We’re kicking off 2017 with our interview with Bill Neill, Chief Strategy Officer for the recently launched Carex Consulting Group. Carex provides enterprise staffing solutions for startups to large-size companies specializing in health tech, project management, and information technology.

Tell us a little bit about Carex Consulting Group, what made you decide to launch it, and how it’s different from other staffing firms.
Bill Neill

Carex was launched just recently, in December 2016, by myself, Mike Heller, and Rachel Neill. Rachel and I both worked most recently as an executive and consultant, respectively, at Nordic Consulting, and Mike was most recently the VP of Information Technology at Data Dimensions in Janesville.

We founded Carex because we saw a gap in staffing in the healthcare market around health tech, project management, and IT. There are other staffing firms in town that can find you an adequate implementation manager, for example, but as an employer, you’re going to have to spend a lot of time explaining the various intricacies around health tech and healthcare, as well as industry-specific standards and regulations around things like HL7, HIPAA, and cloud-based interfaces. We understand this industry and the talent side of the equation very well and have worked in it as employers and consultants for many years, so we can pull in talent specific to your business model and help shorten that ramp-up period of getting a new employee or consultant on board.

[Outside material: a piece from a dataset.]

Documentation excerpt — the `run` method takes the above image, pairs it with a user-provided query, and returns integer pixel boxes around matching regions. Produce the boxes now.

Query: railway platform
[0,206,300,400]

We also offer a more transparent business model than most staffing firms, which tend to have this very opaque system where they get the customer to pay as much as possible and pay the employee or consultant as little as possible. For consulting, Carex takes 1/3 of the bill rate and for full-time placement we take 20% of first year salary. That’s less expensive than the standard for this industry, but it’s something we can offer thanks to our specific backgrounds, expertise, and lean management strategy. Combined with finding talent that is tailored to their needs, our lower pricing structure helps us create a better partnership with our clients.

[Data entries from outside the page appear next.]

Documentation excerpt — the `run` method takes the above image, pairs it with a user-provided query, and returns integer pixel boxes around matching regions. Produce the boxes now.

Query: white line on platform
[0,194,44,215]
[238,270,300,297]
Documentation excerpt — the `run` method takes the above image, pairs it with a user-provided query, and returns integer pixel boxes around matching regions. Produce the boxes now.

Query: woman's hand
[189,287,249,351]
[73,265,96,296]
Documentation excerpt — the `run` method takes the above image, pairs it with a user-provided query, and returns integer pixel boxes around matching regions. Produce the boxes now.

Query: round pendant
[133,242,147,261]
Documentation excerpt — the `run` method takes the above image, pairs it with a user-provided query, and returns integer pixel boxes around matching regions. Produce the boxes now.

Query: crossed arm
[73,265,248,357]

Why is Madison the ideal home for Carex, and what has the response been like to your business so far?

Madison has an incredible talent pool when it comes to health tech, project management, and IT. There’s a wealth of people here with those skill sets, and we thought there was an opportunity to build a diverse and talented ecosystem for healthcare here. And there are many great healthcare companies here looking for talent.

Our plan was to concentrate on servicing Madison and working with the talent here, and then phase two was going to be to find other skill hubs around the country and start doing something similar there. But in addition to working with clients in Madison, we already have clients in Milwaukee and Chicago, and we just signed a client on the east coast. I think that speaks to the need for us to own the talent side of health tech—it’s clearly a niche that’s underserved. We also anticipated we’d have more demand for consultants, but we’ve been surprised by the need for full-time talent. It’s all grown very organically, almost entirely by referral.

What’s the single most important change you’d like to see to encourage more innovation and entrepreneurship in our community?

I’d like for Madison to tie into the talent base here more by providing more opportunities for things like joint ventures, joint tech councils, and community forums. I’m originally from the San Francisco area and witnessed the tech boom of Silicon Valley right outside my back door. Part of that boom was the free flow of ideas—sharing those ideas and morphing them. There are so many bright people here with great ideas, but not all of them are extroverts who are going to share these ideas without the help of some mechanism or forum to do it. There’s great potential for expansion here in Madison, but we also need more of the big players to develop innovation and venture arms to foster this more open ecosystem.

Specific to the healthcare industry, there’s this very “vogue” notion of non-competes, so I also think we need less restrictive non-competes to help make this flow and sharing of ideas possible. When you look at a company like Salesforce, which is very ecosystem-driven and wants everyone to buy their platform and know how it works, it’s a 180 from what some of the vendors are doing, where they want you to purchase their tightly controlled platform and use it in a very specific manner. I think talent flow is a factor of that business model. The good news is that the healthcare industry is still booming and the talent of people is growing along with it. It’s an employee-friendly market and we’re seeing more healthcare companies courting talent. That’s been a big “aha” for me, and I think it can only help create an environment of more sharing and openness.